Motivation and background
---------------

"Generalizing monads to arrows," The original paper of arrow calculation
mentions a kind of stream transducer, which later implemented as streamproc.

http://www.cse.chalmers.se/~rjmh/Papers/arrows.pdf


And other people propose instance declarations of Arrow class for several existing stream processors.

http://stackoverflow.com/questions/19758744/haskell-splitting-pipes-broadcast-without-using-spawn

https://www.fpcomplete.com/school/to-infinity-and-beyond/pick-of-the-week/coroutines-for-streaming/part-4-category-and-arrow


But actually, there is a problem argued in this post.

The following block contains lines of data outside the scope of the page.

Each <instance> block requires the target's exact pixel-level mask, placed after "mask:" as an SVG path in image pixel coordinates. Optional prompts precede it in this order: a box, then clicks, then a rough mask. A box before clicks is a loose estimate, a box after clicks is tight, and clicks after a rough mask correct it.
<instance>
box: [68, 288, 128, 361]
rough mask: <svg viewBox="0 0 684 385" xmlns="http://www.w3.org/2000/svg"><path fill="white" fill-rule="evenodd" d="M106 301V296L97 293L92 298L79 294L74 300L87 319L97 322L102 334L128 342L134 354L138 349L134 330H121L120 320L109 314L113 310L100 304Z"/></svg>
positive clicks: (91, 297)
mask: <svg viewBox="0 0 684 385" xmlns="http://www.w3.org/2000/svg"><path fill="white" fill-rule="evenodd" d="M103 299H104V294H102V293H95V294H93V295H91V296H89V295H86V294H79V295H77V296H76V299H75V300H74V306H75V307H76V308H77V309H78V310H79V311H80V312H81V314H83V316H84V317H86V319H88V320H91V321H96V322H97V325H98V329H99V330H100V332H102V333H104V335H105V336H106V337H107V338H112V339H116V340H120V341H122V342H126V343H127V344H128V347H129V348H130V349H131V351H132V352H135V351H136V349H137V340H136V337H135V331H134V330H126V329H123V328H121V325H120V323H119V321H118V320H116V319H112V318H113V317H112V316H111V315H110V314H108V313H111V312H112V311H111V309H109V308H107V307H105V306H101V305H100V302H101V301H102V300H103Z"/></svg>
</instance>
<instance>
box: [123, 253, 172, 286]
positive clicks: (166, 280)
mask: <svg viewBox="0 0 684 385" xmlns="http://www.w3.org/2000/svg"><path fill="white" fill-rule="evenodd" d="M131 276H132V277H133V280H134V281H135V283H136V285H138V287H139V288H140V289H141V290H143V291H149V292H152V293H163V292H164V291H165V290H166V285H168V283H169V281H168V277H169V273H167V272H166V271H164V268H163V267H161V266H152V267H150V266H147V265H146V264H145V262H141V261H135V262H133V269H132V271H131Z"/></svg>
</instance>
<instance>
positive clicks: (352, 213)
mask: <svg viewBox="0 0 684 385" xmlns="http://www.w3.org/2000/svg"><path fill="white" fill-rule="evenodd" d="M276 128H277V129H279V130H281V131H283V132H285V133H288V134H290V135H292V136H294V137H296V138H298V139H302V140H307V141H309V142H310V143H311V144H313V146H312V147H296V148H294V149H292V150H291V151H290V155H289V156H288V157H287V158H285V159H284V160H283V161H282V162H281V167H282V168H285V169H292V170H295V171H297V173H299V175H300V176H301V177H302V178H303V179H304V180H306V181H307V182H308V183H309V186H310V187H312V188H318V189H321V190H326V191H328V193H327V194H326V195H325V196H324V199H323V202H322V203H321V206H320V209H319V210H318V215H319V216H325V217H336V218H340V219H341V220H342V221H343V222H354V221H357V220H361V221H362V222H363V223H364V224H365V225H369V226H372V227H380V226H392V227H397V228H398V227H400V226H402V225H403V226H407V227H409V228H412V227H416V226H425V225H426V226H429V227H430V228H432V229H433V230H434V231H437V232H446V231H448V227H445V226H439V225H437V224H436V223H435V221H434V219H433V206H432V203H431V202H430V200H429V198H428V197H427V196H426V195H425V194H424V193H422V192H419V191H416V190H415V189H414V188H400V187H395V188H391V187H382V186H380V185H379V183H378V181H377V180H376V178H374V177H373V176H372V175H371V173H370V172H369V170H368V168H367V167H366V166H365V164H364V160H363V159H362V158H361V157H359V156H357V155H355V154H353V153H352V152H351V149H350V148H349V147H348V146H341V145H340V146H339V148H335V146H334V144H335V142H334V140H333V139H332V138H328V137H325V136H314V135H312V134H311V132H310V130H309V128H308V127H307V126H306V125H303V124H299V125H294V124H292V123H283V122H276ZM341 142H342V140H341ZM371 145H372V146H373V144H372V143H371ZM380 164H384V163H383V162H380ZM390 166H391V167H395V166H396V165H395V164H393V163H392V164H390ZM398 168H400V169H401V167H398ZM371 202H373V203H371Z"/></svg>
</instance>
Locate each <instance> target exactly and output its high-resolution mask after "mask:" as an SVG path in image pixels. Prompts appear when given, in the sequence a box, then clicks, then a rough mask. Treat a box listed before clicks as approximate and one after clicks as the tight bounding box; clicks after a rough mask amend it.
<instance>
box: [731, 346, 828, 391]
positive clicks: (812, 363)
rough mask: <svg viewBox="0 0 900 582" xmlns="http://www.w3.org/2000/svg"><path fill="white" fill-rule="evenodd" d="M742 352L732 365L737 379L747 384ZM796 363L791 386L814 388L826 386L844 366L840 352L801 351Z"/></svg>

https://mail.haskell.org/pipermail/haskell-cafe/2010-January/072193.html


The core problem is, while arrow uses tuples as parallel data
stream, they cannot represent a composite streams if they carry
different numbers of data in parallel.

To solve this problem, some arrow libraries restrict transducers to
one-to-one data transformation. Yampa and netwire does so, as
mentioned in above post. And auto also takes this approach.

Machinecell's approach is different, but simple too. The key idea
is wrapping all types of data stream into a maybe-like type. Then
even tuples can represent different numbers of data, by inserting
appropreate number of 'Nothing's.

Furthermore, I identified the maybe-like type as the 'Event' type,
which appears in Yampa and netwire. Then I successively implemented
several arrows of Yampa and netwire.

API names come from stream libraries are named after machines',
while ones from FRPs are after Yampa's. Now, machinecell may be
seen as a hybrid of machines and Yampa.